Azure NetApp Files Volumes Test

The Azure NetApp Files service is an enterprise-class, high-performance, metered file storage service. Azure NetApp Files supports any workload type and is highly available by default.

At the top of the storage hierarchy of this file service is the NetApp account. A NetApp account serves as an administrative grouping of the constituent capacity pools. A capacity pool is measured by its provisioned capacity. A capacity pool contains one/more volumes. A volume is measured by logical capacity consumption and is scalable.

A volume's capacity consumption counts against its pool's provisioned capacity. This means that if one/more volumes in a pool consume storage space excessively, then other volumes in that pool will be forced to contend for the available capacity. This can adversely impact storage performance. To avoid this, administrators should monitor how each volume is using its allocated storage capacity, and promptly identify volumes that may soon outgrow their capacity assignments.

Other than adequate storage capacity, volumes also need sufficient throughput to process their workload. Typically, volumes will use as much throughput as is allowed by the 'throughput limit' assigned to them. How this limit is computed for a volume varies according to the QoS type of its capacity pool. QoS type is an attribute of a capacity pool. The QoS type of a capacity pool can be auto (default) or manual. In an auto QoS capacity pool, throughput is assigned automatically to the volumes in the pool, proportional to the size quota assigned to the volumes. In a manual QoS capacity pool, you can assign the capacity and throughput for a volume independently. The total throughput of all volumes created with a manual QoS capacity pool is limited by the total throughput of the pool. It is determined by the combination of the pool size and the service-level throughput. Service levels are defined and differentiated by the allowed maximum throughput for a volume in the capacity pool based on the quota that is assigned to the volume.

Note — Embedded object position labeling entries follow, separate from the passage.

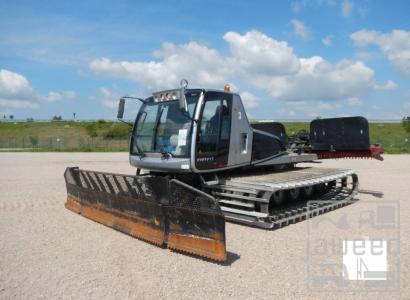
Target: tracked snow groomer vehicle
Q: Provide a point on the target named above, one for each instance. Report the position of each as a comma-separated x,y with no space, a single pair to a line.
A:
206,164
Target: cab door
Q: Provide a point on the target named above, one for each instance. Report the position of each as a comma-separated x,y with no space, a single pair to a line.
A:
214,131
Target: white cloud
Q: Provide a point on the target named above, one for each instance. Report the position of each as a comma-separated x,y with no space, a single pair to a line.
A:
389,85
70,95
267,64
353,101
347,8
52,97
108,98
255,52
55,96
249,100
16,92
394,45
297,6
320,80
364,55
17,104
327,41
300,30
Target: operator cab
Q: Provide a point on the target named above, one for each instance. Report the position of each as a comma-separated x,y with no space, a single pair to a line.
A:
197,130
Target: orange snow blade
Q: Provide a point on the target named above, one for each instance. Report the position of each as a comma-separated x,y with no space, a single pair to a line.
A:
152,208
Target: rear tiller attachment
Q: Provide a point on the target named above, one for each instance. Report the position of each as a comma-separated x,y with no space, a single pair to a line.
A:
342,137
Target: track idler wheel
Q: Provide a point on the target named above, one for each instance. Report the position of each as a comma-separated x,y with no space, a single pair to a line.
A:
308,191
278,197
294,194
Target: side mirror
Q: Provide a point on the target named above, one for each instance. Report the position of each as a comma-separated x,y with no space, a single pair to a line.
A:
183,106
121,106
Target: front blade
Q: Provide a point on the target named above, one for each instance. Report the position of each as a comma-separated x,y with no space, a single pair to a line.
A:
196,223
151,208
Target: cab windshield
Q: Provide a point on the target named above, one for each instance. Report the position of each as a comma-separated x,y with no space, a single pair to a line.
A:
162,127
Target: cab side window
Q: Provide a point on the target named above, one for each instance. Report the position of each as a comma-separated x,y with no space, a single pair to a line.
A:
215,127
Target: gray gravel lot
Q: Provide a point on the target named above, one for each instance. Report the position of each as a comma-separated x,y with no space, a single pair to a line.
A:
48,252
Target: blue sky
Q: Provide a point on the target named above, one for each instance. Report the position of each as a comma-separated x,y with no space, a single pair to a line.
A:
288,59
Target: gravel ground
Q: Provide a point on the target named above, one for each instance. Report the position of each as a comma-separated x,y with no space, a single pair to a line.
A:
47,251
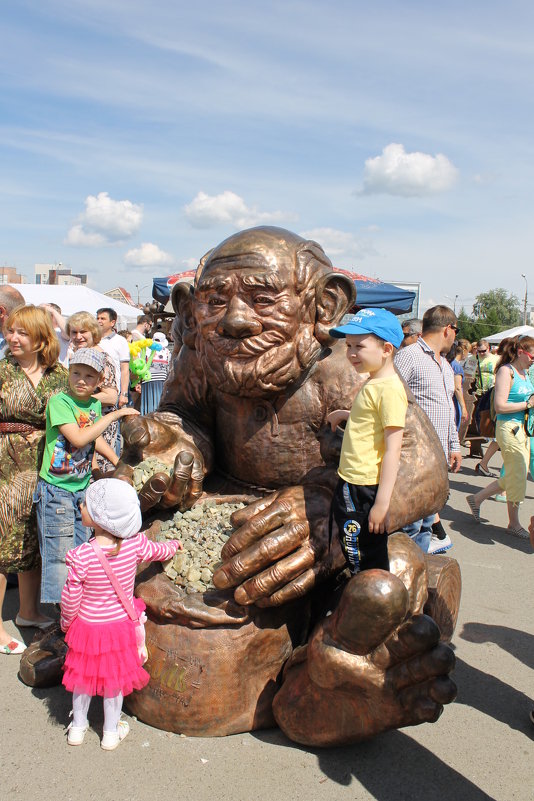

If a volume does not have sufficient throughput, then it will not be able to process its workload quickly, which in turn can lead to serious latencies in I/O processing. To avoid this, administrators should track the IOPS performed on each volume, measure the time taken by every volume to process the IOPS, and rapidly capture those volumes that are experiencing latencies in I/O processing.

Also, for data protection, you can asynchronously replicate data from an Azure NetApp Files volume (source) in one region to another Azure NetApp Files volume (destination) in another region. This capability enables you to failover your critical application in case of a region-wide outage or disaster. If the destination volume is unhealthy, or if the data transfer between the source and destination takes too long, then in the event that disaster strikes, significant data loss may occur. To avoid this, administrators must continuously track the health of the destination volumes and observe data transfers between volumes, promptly capture abnormalities, and rapidly initiate corrective measures.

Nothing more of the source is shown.